105.Les dispositions relatives à la détention préventive sont contenues dans le décret du 6 août 1959 portant Code de procédure pénale, tel que modifié par l’ordonnance‑loi n° 79‑014 du 6 juillet 1979. L’article 28 pose le principe que la détention préventive est une mesure exceptionnelle. Les conditions de mise en détention préventive sont posées à l’article 27, lequel dispose que l’inculpé ne peut être mis en détention préventive que s’il existe contre lui des indices sérieux de culpabilité et qu’en outre, le fait paraisse constituer une infraction que la loi réprime d’une peine de six mois de servitude pénale au moins. Au cas où l’infraction est punie de moins de six mois de servitude pénale, la mise en détention préventive n’est autorisée que s’il y a lieu de craindre la fuite de l’inculpé ou si son identité est inconnue ou douteuse, ou encore si la détention préventive est impérieusement réclamée par l’intérêt de la sécurité publique.

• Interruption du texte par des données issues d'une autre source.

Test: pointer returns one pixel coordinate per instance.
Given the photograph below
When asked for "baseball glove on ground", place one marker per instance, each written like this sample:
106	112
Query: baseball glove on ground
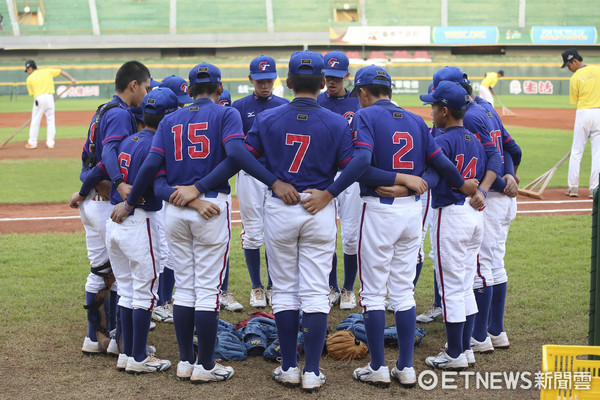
342	345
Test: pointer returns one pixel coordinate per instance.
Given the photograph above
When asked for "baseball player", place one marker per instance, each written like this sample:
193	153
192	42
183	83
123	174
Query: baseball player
486	87
401	145
458	225
303	144
250	192
348	204
112	123
40	85
584	89
192	142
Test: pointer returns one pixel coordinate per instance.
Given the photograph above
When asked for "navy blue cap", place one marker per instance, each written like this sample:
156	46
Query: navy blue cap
179	87
336	64
451	94
214	74
306	59
371	75
225	98
160	101
452	74
263	67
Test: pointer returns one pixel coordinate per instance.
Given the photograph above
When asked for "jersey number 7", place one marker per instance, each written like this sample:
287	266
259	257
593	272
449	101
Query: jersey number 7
304	140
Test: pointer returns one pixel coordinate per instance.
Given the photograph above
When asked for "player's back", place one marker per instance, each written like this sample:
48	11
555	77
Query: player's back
467	154
191	140
302	143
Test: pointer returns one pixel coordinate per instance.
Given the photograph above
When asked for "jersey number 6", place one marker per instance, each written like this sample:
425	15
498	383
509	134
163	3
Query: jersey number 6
304	140
195	139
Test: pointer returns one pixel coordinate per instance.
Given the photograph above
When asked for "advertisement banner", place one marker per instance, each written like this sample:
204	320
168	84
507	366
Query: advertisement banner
394	35
465	34
563	34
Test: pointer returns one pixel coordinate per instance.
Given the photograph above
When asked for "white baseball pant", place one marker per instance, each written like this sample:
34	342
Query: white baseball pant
587	126
200	249
134	250
45	106
94	212
486	94
457	234
251	195
499	211
300	247
349	207
388	252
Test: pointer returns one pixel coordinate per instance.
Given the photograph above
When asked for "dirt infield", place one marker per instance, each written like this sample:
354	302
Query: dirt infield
32	218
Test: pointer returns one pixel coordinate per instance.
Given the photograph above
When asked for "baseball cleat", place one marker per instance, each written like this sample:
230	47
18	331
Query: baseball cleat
444	361
347	300
229	303
90	347
334	297
258	297
500	341
312	382
148	365
216	374
433	313
406	376
290	378
572	192
113	348
470	357
184	370
484	347
122	362
379	377
162	314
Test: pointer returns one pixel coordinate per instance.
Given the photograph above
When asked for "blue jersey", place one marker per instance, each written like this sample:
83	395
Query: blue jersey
191	141
344	105
303	143
399	140
483	126
115	125
252	105
467	153
133	150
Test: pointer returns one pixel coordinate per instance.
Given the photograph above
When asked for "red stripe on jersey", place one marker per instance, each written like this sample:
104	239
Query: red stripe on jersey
233	136
364	144
362	220
437	243
429	157
153	264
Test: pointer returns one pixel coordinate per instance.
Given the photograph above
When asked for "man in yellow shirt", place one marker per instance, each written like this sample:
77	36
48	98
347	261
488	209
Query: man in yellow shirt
486	87
40	84
584	89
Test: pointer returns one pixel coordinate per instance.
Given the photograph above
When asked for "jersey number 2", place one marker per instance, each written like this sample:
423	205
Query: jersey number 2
304	140
194	138
408	146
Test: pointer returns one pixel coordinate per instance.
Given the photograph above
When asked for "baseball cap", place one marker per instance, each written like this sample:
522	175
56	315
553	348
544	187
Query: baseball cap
336	64
452	74
178	86
225	98
160	101
214	74
568	55
370	75
30	63
452	94
306	59
263	67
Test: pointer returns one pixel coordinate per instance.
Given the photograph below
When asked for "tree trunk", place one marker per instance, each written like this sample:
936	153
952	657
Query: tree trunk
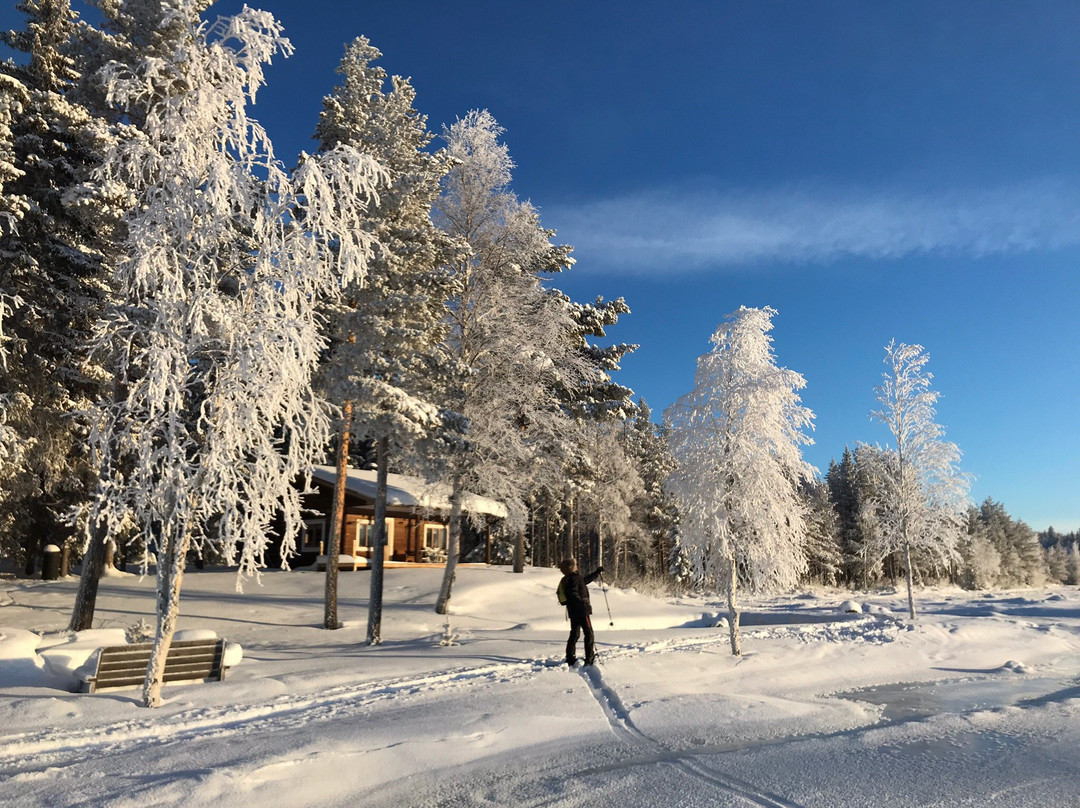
910	579
170	579
337	519
93	565
378	542
520	552
733	609
569	533
443	604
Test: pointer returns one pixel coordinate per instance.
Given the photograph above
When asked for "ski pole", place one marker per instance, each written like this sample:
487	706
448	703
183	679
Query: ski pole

106.La détention préventive accordée pour la première fois par le juge n’est valable que pour une durée de 15 jours. Au terme de cette durée, l’inculpé doit être présenté impérieusement devant le juge pour une prorogation de la détention de 30 jours. La détention préventive ne peut être prorogée qu’une fois si le fait ne paraît constituer qu’une infraction à l’égard de laquelle la peine prévue par la loi n’est pas supérieure à deux mois de travaux forcés ou de servitude pénale. Le juge peut accorder ou proroger la détention préventive avec ou sans mise en liberté provisoire. La liberté provisoire n’est accordée que sous caution.

107.L’article 6 du décret du 6 août 1959 portant Code de procédure pénale dispose qu’en cas d’infraction flagrante ou réputée flagrante passible d’une peine de servitude pénale de trois ans au moins, toute personne peut, en l’absence de l’autorité judiciaire chargée de poursuivre et de tout officier de police judiciaire, saisir l’auteur présumé et le conduire immédiatement devant celle de ces autorités qui est la plus proche.

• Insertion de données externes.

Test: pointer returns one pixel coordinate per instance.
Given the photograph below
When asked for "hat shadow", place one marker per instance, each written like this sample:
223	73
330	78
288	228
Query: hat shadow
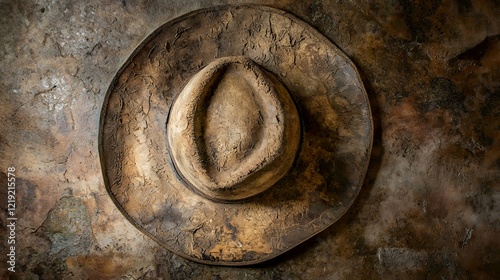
303	250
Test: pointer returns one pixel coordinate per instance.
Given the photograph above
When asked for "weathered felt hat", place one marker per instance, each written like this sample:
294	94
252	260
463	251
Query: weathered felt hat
233	134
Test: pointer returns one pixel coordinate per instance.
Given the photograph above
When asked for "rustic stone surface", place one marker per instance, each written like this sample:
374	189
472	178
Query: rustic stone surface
428	208
328	142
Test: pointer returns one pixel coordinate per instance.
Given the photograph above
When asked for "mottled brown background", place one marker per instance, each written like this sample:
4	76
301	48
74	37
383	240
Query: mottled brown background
429	208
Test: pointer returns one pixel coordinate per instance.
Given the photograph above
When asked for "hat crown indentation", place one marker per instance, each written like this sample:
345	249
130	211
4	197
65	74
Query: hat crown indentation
233	131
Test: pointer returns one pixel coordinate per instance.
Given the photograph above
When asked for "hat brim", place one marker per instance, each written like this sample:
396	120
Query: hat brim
337	133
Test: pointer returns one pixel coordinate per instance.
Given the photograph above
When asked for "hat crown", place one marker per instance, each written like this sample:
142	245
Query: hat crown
233	131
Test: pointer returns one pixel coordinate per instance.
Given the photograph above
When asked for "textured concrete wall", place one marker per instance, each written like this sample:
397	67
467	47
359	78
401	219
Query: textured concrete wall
429	207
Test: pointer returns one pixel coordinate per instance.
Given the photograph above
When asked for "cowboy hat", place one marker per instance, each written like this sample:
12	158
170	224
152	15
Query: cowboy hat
233	134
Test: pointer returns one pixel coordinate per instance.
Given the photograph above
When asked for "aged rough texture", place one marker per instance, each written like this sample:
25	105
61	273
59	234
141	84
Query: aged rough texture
331	161
429	205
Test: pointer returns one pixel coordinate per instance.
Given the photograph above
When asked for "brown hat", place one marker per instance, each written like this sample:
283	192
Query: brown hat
235	133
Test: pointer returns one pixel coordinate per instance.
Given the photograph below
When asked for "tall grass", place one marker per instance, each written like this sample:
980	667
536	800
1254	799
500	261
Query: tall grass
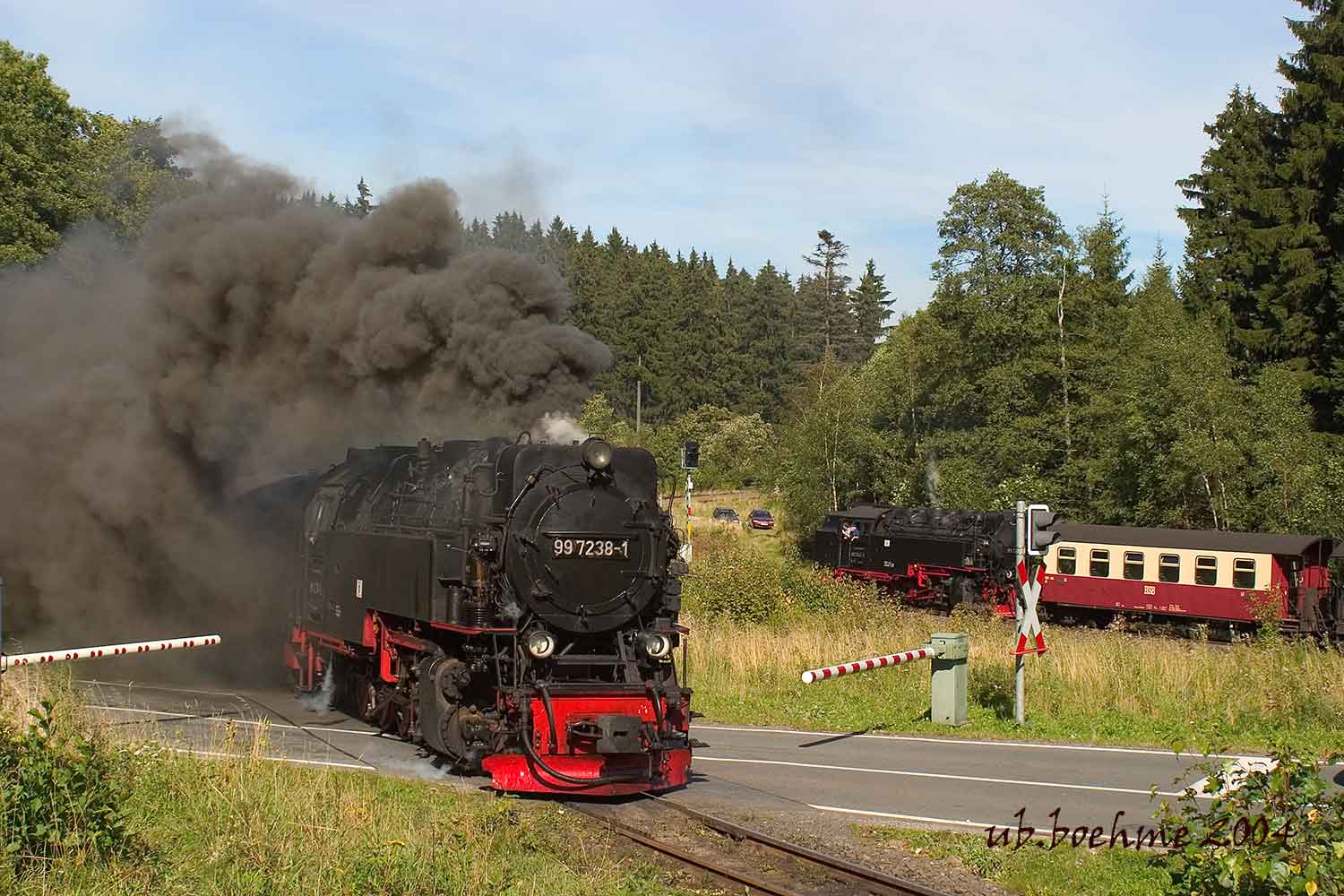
245	825
757	622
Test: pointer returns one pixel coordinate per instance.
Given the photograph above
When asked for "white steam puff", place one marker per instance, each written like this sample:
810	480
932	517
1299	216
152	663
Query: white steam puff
558	429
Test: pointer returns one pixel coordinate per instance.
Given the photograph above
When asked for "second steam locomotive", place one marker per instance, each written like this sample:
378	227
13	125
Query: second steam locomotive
511	606
1228	582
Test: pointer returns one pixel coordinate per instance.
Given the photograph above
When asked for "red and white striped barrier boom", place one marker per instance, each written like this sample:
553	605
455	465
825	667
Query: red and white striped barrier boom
108	650
926	651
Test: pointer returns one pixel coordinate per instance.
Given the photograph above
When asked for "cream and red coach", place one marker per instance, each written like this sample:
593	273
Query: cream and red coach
1174	575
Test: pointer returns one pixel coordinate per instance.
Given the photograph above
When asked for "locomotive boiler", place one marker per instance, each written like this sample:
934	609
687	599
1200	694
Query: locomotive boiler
511	606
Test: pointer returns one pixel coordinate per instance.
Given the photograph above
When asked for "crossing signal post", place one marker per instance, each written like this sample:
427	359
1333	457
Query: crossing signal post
1038	528
690	462
1042	530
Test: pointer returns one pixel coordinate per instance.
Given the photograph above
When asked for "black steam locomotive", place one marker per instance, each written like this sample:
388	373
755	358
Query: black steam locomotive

108.L’article 145 de la loi n° 23/2002 du 18 novembre 2002 portant Code judiciaire militaire dispose: «Dans les cas d’infractions flagrantes punies d’une servitude pénale de six mois au moins et sans préjudice des pouvoirs disciplinaires dont disposent les supérieurs hiérarchiques, tout officier de police judiciaire militaire a qualité pour procéder d’office à l’arrestation des militaires qui sont auteurs ou complices de ces infractions.».

109.L’article 146 souligne que la durée de cette garde à vue ne peut dépasser 48 heures.

110.L’article 147 dispose:

«Sous peine des sanctions prévues par les dispositions des articles 189 du présent Code et 108 du Code pénal militaire, les supérieurs hiérarchiques doivent satisfaire à la demande des officiers de police judiciaire de droit commun, tendant à mettre à leur disposition un militaire en activité de service, lorsque les nécessités d’une enquête préliminaire ou de flagrant délit, ou l’exécution d’une commission rogatoire l’exigent.».

111.Aux termes de l’article 148 du Code judiciaire militaire, les officiers de police judiciaire ne peuvent retenir pendant plus de 48 heures les militaires mis à leur disposition.

112.Le Code poursuit à son article 149:

«À l’expiration du délai de la garde à vue, les militaires arrêtés en flagrant délit ou contre lesquels existent des indices graves et concordants de culpabilité doivent être mis à la disposition de l’autorité judiciaire compétente.».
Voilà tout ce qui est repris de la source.